“Vos papiers” Etape 16-17

19 08 2010

Nuit trop courte et trop agitée à Louga. Pour éviter la pluie, nous avons quitté Kassack ce dimanche soir pour dormir chez un ami d’Amadou dans la ville natale de Abdou Diouf, ancien président du Sénégal… Réveil pluvieux, bah réveil quand même… Ramadan oblige et minarets à 50 mètres de notre lieu de résidence, c’est donc dans la délicatesse des prières, la finesse des haut-parleurs hurlant le début du jeun que toute l’équipe quitte l’appartement d’Abdoulaye. La chaussée humide et jonchée de trous nous accompagne jusqu’à Dakar… Taxi jaunes desquels émanent plus de gaz d’échappement que la nouvelle centrale nucléaire libanaise ; taxi brousses surchargés imitant la densité chinoise aux mètres carrés, camions et autres charrettes à cheval nous ouvrent, sous un ciel nuageux et chargé de CO2, la voie vers la capitale…

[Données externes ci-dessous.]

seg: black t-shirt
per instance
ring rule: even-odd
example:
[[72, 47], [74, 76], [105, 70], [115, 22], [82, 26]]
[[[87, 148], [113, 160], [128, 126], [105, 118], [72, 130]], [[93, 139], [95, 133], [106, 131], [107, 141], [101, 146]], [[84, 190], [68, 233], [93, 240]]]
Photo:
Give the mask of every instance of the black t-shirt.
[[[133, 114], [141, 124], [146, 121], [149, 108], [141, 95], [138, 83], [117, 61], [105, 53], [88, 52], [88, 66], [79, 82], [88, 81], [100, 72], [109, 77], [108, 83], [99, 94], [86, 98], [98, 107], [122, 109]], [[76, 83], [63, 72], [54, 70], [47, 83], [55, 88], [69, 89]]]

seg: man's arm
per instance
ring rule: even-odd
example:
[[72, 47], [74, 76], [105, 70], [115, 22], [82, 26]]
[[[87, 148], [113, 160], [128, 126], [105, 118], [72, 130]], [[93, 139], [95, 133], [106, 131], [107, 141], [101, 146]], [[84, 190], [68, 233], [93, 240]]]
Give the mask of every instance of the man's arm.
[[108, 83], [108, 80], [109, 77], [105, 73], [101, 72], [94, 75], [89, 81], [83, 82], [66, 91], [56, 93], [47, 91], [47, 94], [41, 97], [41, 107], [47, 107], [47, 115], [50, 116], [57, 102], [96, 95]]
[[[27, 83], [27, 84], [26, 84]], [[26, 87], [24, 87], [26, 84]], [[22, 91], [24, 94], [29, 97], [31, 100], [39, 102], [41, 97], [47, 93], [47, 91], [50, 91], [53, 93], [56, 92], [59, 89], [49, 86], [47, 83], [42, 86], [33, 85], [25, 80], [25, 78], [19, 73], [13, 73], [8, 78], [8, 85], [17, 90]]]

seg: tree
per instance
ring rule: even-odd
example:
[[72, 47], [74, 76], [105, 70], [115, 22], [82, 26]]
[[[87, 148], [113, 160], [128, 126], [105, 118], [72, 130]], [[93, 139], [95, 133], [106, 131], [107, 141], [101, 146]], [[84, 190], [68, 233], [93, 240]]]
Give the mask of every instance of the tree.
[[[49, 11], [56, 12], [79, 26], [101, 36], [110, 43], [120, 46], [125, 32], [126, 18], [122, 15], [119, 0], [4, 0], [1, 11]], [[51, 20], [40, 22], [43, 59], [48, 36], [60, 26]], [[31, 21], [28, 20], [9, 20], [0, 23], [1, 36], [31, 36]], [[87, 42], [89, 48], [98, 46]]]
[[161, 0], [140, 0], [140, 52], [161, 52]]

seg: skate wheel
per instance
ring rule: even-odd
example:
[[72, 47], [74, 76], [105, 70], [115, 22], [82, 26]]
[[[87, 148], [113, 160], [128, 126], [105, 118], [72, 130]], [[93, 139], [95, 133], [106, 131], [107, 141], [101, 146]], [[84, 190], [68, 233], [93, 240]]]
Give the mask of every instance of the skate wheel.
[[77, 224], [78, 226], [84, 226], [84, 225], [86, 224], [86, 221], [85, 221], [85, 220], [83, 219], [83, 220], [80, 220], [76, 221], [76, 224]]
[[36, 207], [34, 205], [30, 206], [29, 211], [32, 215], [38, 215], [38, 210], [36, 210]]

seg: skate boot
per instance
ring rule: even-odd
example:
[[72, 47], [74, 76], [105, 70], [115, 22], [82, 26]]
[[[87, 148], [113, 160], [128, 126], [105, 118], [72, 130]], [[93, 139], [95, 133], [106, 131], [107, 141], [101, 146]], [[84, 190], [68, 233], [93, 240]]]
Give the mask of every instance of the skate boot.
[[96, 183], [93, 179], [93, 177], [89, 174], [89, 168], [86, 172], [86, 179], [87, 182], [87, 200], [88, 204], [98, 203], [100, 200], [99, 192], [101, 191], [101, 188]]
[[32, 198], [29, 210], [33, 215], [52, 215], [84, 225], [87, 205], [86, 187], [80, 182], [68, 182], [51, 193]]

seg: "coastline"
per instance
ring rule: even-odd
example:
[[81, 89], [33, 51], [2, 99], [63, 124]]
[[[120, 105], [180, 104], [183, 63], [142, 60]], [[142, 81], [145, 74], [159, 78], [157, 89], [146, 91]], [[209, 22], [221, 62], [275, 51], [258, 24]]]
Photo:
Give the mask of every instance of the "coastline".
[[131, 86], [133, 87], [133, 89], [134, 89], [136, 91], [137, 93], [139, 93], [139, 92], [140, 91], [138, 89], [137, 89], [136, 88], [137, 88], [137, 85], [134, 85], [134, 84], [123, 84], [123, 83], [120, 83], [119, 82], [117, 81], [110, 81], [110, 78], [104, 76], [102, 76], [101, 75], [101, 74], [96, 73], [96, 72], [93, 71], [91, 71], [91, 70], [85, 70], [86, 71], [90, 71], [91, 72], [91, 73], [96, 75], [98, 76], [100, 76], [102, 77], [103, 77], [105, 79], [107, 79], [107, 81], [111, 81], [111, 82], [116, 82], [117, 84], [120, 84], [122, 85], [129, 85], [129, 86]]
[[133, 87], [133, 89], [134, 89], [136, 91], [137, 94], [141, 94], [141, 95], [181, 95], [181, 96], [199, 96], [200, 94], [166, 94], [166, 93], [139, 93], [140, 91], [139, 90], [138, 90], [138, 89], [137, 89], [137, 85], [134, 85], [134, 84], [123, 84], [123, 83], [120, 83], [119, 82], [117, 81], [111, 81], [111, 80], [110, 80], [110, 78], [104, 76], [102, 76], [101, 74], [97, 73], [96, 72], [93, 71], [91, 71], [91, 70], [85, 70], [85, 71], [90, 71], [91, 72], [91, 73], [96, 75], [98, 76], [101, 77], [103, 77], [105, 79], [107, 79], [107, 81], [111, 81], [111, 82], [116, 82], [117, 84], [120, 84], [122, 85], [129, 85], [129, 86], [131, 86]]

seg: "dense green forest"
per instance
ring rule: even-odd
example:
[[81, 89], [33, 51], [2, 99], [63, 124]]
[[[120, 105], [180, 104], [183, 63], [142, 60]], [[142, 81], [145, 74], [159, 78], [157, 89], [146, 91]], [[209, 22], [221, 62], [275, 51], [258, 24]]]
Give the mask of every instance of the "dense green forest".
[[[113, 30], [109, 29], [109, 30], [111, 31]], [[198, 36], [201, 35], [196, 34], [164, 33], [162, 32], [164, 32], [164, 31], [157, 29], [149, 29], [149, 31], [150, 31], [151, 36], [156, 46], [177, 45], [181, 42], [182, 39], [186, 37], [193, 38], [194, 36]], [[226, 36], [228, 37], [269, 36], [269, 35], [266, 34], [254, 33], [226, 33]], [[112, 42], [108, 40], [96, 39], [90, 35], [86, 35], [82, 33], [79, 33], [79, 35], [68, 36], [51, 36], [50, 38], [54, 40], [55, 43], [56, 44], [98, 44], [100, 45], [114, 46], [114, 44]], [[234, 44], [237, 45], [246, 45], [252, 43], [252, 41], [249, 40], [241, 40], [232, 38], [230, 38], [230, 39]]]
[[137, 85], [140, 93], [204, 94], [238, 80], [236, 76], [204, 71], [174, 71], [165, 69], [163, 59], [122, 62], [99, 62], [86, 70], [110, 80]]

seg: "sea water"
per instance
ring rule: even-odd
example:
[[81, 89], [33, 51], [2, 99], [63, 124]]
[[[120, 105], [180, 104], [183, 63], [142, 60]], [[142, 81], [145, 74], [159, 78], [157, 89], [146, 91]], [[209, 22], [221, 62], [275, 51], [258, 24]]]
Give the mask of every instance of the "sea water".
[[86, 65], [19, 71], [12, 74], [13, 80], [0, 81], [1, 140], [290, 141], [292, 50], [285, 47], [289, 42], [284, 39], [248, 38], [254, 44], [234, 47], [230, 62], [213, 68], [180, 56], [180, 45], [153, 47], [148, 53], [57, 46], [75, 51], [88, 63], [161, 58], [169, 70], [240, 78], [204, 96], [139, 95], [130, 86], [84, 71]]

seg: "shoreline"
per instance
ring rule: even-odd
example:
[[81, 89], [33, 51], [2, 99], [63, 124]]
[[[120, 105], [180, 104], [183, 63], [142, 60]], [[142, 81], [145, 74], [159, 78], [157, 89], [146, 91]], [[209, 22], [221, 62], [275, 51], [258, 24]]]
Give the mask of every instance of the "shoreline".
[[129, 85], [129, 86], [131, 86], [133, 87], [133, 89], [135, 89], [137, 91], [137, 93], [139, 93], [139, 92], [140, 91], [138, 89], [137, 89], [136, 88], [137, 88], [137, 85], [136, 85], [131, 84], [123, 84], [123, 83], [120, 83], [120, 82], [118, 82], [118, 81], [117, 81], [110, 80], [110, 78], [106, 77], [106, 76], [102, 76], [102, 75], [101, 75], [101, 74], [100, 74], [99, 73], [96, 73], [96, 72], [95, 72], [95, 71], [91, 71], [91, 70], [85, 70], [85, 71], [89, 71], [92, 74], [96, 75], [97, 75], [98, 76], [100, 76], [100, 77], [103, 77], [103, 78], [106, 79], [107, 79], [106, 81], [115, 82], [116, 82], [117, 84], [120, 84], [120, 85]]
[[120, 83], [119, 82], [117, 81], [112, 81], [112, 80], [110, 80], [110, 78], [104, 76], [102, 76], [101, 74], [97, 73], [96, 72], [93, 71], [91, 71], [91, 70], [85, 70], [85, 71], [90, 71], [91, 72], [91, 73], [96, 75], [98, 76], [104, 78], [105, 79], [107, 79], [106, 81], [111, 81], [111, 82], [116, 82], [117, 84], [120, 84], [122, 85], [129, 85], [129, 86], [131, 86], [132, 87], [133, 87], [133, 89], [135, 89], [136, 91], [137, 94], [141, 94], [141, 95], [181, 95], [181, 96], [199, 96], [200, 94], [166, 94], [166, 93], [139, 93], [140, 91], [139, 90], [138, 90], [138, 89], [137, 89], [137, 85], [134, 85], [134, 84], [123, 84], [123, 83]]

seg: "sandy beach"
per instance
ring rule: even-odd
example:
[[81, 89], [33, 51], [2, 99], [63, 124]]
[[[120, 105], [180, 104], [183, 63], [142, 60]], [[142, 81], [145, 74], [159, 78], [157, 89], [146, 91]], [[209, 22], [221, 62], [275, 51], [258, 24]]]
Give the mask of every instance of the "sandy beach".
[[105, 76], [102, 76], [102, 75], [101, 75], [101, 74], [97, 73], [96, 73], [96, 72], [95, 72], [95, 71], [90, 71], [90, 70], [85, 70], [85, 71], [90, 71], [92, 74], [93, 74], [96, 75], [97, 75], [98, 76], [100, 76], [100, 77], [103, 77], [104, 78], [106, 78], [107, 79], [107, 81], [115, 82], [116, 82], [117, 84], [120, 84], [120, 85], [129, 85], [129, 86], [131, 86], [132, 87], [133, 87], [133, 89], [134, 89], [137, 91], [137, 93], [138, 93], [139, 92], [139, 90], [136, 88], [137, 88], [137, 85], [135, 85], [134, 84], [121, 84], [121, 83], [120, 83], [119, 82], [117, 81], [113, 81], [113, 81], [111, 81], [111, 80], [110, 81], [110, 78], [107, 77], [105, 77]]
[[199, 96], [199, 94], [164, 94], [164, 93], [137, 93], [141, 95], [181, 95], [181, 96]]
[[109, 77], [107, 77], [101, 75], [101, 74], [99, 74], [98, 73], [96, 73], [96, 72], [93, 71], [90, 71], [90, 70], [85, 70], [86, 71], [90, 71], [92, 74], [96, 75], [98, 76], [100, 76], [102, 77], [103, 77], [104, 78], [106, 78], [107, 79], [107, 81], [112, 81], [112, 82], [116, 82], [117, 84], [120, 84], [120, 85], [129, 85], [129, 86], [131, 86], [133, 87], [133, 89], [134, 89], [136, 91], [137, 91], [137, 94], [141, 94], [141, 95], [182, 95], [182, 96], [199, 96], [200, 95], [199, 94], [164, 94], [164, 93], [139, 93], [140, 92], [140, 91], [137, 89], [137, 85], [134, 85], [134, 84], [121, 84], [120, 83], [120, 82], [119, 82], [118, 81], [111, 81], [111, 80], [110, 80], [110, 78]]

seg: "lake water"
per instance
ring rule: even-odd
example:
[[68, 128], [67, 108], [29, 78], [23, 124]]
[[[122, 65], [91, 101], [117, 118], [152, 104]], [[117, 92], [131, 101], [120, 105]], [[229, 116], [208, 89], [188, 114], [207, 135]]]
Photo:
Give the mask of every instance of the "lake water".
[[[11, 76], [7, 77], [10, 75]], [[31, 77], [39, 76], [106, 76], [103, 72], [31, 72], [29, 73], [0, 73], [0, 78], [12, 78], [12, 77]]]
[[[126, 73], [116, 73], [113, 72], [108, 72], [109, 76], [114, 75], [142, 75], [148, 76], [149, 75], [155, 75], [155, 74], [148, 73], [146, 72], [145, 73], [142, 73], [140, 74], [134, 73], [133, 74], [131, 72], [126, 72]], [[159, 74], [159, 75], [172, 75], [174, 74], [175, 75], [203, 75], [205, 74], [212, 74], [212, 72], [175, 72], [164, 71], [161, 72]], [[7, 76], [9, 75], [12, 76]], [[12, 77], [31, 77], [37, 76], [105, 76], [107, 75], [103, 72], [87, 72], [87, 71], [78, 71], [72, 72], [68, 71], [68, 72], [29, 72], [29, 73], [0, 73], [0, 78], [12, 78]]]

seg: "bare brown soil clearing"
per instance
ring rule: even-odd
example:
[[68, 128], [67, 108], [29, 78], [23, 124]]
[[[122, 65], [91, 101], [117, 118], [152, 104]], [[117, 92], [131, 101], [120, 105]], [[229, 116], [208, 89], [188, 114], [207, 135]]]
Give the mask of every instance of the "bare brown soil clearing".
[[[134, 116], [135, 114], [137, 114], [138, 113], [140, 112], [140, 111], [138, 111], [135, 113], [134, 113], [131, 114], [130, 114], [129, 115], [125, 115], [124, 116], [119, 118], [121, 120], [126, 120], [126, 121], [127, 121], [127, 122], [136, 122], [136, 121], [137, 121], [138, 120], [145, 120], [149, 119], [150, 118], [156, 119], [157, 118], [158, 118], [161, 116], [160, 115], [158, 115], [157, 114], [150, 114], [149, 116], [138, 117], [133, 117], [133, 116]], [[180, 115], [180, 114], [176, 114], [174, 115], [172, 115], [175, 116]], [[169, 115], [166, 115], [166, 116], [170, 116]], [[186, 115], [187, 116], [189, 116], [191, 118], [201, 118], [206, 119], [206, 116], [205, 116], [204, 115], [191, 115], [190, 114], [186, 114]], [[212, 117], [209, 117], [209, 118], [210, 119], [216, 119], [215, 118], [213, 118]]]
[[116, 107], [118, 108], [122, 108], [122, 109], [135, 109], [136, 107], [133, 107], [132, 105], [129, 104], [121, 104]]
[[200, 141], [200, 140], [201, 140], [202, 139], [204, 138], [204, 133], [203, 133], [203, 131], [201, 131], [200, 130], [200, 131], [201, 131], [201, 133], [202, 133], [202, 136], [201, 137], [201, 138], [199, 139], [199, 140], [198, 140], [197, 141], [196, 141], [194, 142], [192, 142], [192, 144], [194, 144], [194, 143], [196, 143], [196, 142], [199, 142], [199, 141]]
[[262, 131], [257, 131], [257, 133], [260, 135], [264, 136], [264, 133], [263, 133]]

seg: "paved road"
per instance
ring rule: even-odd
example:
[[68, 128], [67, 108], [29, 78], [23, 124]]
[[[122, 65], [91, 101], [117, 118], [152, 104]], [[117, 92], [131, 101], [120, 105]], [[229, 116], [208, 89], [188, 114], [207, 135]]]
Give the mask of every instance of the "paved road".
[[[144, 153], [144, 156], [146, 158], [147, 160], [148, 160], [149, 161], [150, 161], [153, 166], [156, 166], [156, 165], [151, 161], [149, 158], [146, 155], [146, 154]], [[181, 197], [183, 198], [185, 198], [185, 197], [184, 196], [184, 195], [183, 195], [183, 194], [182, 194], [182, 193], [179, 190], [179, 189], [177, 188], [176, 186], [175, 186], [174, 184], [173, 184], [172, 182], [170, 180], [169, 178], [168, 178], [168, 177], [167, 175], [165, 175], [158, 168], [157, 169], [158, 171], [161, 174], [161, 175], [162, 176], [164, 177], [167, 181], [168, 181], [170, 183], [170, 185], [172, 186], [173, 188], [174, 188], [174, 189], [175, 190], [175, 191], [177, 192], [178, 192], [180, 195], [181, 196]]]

Dakar, signifie en Wolof «le Tamarinier ». La presqu’île du cap vert fut ainsi nommée au quinzième siècle par des marins portugais en raison de sa luxuriante végétation. Aujourd’hui, c’est une forêt de béton d’une grande densité…Les herbes folles d’antan ont laissé place à des tiges de fer qui poussent au sommet des immeubles inachevés …

Bouchons à Rufisque, voie de substitution à moitié inondée, nous prendrons la nouvelle autoroute qui dégorge cette ville de 3 millions d’habitants. Cette voie rapide est la première du Sénégal : qui dit première fois, dit un peu maladroit (moment de nostalgie pour vous blogueurs).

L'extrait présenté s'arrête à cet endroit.